Assassin carries out a second hit, once again using special his skills. Valid reasons for the execution. This time he has no moral qualms. The ghosts of his dead comrades urge him on.
Situation is spiralling out of control. The Head of department discusses with Boss. Assassin’s kills have dangerous consequences for the status quo. The truth is getting out there! Assassin must be stopped.
Killer is suspicious of Assassin and follows him. Assassin outwits Killer in humorous sequence. Killer kills Assassin’s brother. Assassin cannot go to funeral for fear of involving other family members in his kills. Assassin watches from hiding place. Killer watches Assassin from his hiding place. Killer goads Assassin with special sign on his front door. Trying to crack him under pressure, so he will make a mistake and reveal himself.
Assassin ‘helps’ Boss in day job to hunt himself. And he ‘helps’ his girlfriend, too.

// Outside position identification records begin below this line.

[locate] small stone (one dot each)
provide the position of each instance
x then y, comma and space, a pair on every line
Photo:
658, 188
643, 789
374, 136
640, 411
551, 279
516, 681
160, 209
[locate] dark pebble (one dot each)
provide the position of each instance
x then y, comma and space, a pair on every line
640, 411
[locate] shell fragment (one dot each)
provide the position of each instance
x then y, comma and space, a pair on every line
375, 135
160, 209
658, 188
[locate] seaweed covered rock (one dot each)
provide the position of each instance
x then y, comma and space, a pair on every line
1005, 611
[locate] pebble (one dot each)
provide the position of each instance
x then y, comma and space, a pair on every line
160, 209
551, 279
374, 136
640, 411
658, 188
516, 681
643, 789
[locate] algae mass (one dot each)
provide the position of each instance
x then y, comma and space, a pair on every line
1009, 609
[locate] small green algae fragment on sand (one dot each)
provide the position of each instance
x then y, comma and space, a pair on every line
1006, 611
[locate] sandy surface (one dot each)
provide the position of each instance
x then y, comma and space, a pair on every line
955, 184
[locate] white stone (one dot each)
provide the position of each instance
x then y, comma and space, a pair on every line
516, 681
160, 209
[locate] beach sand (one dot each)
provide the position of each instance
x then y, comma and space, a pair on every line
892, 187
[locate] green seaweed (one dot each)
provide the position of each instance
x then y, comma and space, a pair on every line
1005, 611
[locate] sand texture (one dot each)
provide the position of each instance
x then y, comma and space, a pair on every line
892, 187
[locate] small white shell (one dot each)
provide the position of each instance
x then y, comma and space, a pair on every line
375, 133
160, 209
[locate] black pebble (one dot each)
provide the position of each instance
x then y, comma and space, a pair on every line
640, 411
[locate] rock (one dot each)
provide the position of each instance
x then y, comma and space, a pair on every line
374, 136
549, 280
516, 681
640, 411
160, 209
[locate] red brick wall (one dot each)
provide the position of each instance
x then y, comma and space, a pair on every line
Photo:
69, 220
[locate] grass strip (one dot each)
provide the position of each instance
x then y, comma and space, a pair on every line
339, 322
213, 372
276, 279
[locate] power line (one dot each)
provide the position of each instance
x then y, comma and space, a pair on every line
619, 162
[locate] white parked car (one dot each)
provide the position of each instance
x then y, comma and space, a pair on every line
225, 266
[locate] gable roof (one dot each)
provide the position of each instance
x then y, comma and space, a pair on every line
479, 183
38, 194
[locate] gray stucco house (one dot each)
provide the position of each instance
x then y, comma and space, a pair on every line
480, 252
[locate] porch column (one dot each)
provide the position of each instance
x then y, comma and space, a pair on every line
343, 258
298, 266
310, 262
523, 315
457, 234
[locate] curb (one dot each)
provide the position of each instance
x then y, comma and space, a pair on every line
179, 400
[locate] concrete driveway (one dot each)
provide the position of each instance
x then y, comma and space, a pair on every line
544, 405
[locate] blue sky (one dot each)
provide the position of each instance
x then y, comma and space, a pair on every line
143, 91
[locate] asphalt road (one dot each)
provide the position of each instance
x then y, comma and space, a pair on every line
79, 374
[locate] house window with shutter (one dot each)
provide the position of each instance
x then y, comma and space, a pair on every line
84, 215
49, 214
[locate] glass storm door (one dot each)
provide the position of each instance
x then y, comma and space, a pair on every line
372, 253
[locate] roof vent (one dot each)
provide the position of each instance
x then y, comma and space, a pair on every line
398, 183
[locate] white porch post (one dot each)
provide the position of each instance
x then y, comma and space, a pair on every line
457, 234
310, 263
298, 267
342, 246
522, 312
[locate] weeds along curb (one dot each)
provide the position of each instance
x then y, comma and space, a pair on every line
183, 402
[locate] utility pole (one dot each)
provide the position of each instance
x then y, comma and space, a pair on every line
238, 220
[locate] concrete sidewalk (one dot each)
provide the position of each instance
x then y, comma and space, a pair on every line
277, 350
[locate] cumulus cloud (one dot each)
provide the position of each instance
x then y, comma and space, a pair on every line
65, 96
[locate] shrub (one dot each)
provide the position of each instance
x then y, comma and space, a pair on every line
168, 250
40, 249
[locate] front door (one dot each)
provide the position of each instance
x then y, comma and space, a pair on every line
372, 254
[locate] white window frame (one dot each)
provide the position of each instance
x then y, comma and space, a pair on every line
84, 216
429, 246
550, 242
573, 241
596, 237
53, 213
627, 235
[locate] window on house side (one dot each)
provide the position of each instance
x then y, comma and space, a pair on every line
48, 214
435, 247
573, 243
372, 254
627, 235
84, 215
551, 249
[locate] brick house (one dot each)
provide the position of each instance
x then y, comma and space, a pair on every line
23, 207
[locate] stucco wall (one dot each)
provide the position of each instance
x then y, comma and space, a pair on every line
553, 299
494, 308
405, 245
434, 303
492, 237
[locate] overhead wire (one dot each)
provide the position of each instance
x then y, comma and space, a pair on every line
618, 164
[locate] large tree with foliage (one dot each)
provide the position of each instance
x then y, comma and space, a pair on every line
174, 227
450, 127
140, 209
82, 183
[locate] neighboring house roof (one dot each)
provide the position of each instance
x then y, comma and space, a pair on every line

Yet he’s drawn ever closer to her. For the first time he’s finally able to sleep at night, lying in her arms, no longer haunted by the dead. He’s fallen under her spell. He has lost the desire to kill. Still unaware of his true identity, his girlfriend notes that the Assassin seems to have stopped his deadly work. She breaks up with him, saying she doesn’t want emotional commitment at this time in her life.
So his (unseen) ghosts return with a vengeance. They want blood and they want it now. He intends to use his special talents to kill Third Target, who is the worst of all. This bastard really deserves to die. And it could change everything, but time is running out. Finale setting is special train and war. All key characters – Boss, girlfriend, Killer and his crew, Third Target and Assassin – have a valid reason for being on the train.
They interact and their relationships are resolved in suitably dramatic, action-orientated finale.
Assassin has to make difficult choice between killing the Third Target or saving the train from external threat. Once again he shows his humanity, reflecting the theme of the story. But the ghosts of his past will give him no peace until justice is finally done.
I’ve been struggling with the inciting incident in my novel. I know it’s bad form,but my protagonist doesn’t show up till 5k words in or so. The inviting incident occurs before her story, with another character.
I think it kicks the story off great, but am worried it’s too late to introduce her as the hero, or she’ll not take center stage firmly.
5k words isn’t too bad. I wouldn’t mess with it because it sounds like you’re really happy with your story and world. The rules are stricter on film and comics. In novels, Graham Green’s inciting incident comes in Chapter Two of This Gun For Hire. I haven’t done a word check but that’s got to be a couple of thousand words or more in Chapter One. And novels generally break the rules in ways that comics and films daren’t. Take the Girl With the Dragon Tattoo. There’s a LOT of exposition in the novel which would never be allowed in a film or comic. But it was still a best seller.I think as long as you’re writing from the heart and it’s interesting you should be okay.